Today, as Anna Hazare evokes a pure Gandhian simplicity, Jha’s Aarakshan is imbued with a similar sensibility of bygone times, replete with Ambassador cars, dialogue in heavy Sanskrit, and a khaddi-wearing, checked-scarf toting Bachchan. Like Anna, Professor Anand (Bachchan) takes a stand, teaches for free, and generates popular outpouring from grateful ‘have-nots’ who come to his cowshed for math coaching. The continuous scene-stealer is Big B who pontificates at regular intervals on all that is righteous, in crisp, deep, stern tones, reminding lesser mortals of their shortcomings.

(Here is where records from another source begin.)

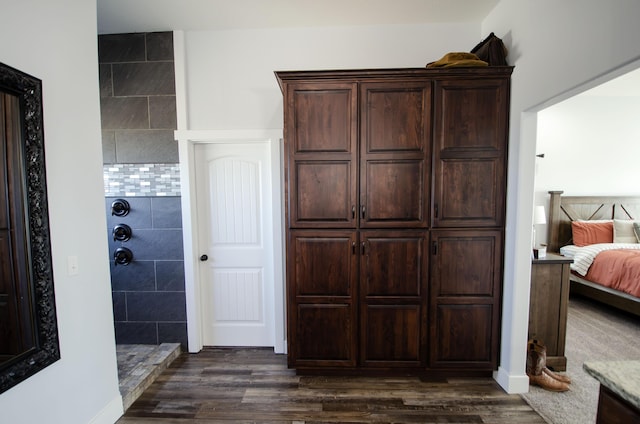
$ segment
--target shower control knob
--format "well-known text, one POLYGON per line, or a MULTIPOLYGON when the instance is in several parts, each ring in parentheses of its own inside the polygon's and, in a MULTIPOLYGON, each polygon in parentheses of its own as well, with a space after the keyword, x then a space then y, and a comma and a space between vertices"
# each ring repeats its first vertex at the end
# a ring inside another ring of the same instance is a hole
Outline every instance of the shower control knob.
POLYGON ((201 260, 202 262, 206 261, 207 259, 209 259, 209 257, 208 257, 207 255, 202 255, 202 256, 200 256, 200 260, 201 260))
POLYGON ((111 215, 127 216, 130 210, 129 202, 124 199, 116 199, 111 203, 111 215))
POLYGON ((113 252, 113 260, 115 261, 115 266, 129 265, 133 260, 133 252, 126 247, 118 247, 113 252))
POLYGON ((127 241, 129 239, 131 239, 131 227, 127 224, 118 224, 113 227, 114 241, 127 241))

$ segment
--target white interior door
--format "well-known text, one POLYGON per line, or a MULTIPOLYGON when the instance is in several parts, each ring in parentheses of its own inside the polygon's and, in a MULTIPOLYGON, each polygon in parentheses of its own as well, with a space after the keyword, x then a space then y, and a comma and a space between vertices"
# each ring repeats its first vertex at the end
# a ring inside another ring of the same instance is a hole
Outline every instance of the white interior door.
POLYGON ((203 344, 274 346, 269 146, 197 144, 194 153, 203 344))

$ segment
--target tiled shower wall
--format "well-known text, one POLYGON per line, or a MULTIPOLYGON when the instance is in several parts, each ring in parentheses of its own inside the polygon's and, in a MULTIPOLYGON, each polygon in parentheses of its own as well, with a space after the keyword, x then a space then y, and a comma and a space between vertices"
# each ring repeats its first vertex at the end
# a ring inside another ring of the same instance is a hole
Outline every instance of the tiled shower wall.
POLYGON ((100 107, 116 343, 187 344, 173 34, 98 36, 100 107), (124 217, 111 203, 131 205, 124 217), (113 226, 132 237, 114 241, 113 226), (115 265, 117 247, 133 252, 115 265))
POLYGON ((129 265, 111 260, 111 290, 116 343, 187 346, 182 220, 179 197, 127 197, 131 207, 123 217, 111 215, 115 197, 105 198, 109 251, 127 247, 129 265), (116 224, 131 227, 131 239, 115 241, 116 224))

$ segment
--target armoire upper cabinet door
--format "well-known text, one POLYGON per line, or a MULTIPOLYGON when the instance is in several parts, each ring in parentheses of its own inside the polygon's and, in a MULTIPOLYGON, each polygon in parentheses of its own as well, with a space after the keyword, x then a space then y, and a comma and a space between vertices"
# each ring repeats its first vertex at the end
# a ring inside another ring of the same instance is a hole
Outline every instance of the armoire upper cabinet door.
POLYGON ((360 226, 428 225, 431 82, 360 86, 360 226))
POLYGON ((509 79, 435 84, 434 227, 504 223, 509 79))
POLYGON ((355 83, 288 85, 285 140, 289 153, 355 153, 356 87, 355 83))
POLYGON ((285 143, 291 228, 357 223, 357 85, 287 86, 285 143))

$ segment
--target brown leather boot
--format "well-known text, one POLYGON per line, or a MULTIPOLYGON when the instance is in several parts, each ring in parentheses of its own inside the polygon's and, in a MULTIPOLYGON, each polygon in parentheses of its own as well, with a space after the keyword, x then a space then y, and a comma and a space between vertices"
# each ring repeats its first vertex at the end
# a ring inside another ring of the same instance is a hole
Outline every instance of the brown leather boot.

The bad guys in Aarakhshan are the politicians and the greedy tuition centre owner Singh (Manoj Bajpai), who symbolise the ‘new’ India and centre their life on money and status; they demand a change in the “reservation” policy and recruit students to expensive tuition centres, when actually the task of a good education should be accomplished at college. Besides the policy of quotas in education for Indian castes, the film highlights the commercialisation of the education system in India, where parents bleed their rupees into high-cost coaching. The two themes are divided between the two halves of the movie and don’t really come together to flow jointly in the narrative.

Because of its contentious themes, the film was banned in U.P. and two other provinces in India; the ban was subsequently lifted by the Indian Supreme Court. The Deepak Kumar and Poorbi Anand love story remains watery and incomplete, as indeed it must, for if the caste-system is alive and well in India, then can a poor Dalit marry an upper-caste Brahmin girl?

The denouement is the arrival of retired college founder, Shakunthala Thakral (Hema Malini), who, like the Good Witch of the North, sprinkles Professor Anand with lashings of approval while the bad guys wither on the sidelines. This is the final feel-good factor when good triumphs over bad.

So if you’re in the mood for some ‘socially conscious’ Bachchan melodrama about an issue that leaves you perplexed, about people whose social relations you simply cannot comprehend, with heavy dialogue in a language you can’t understand, then maybe Aarakhshan is the film to watch.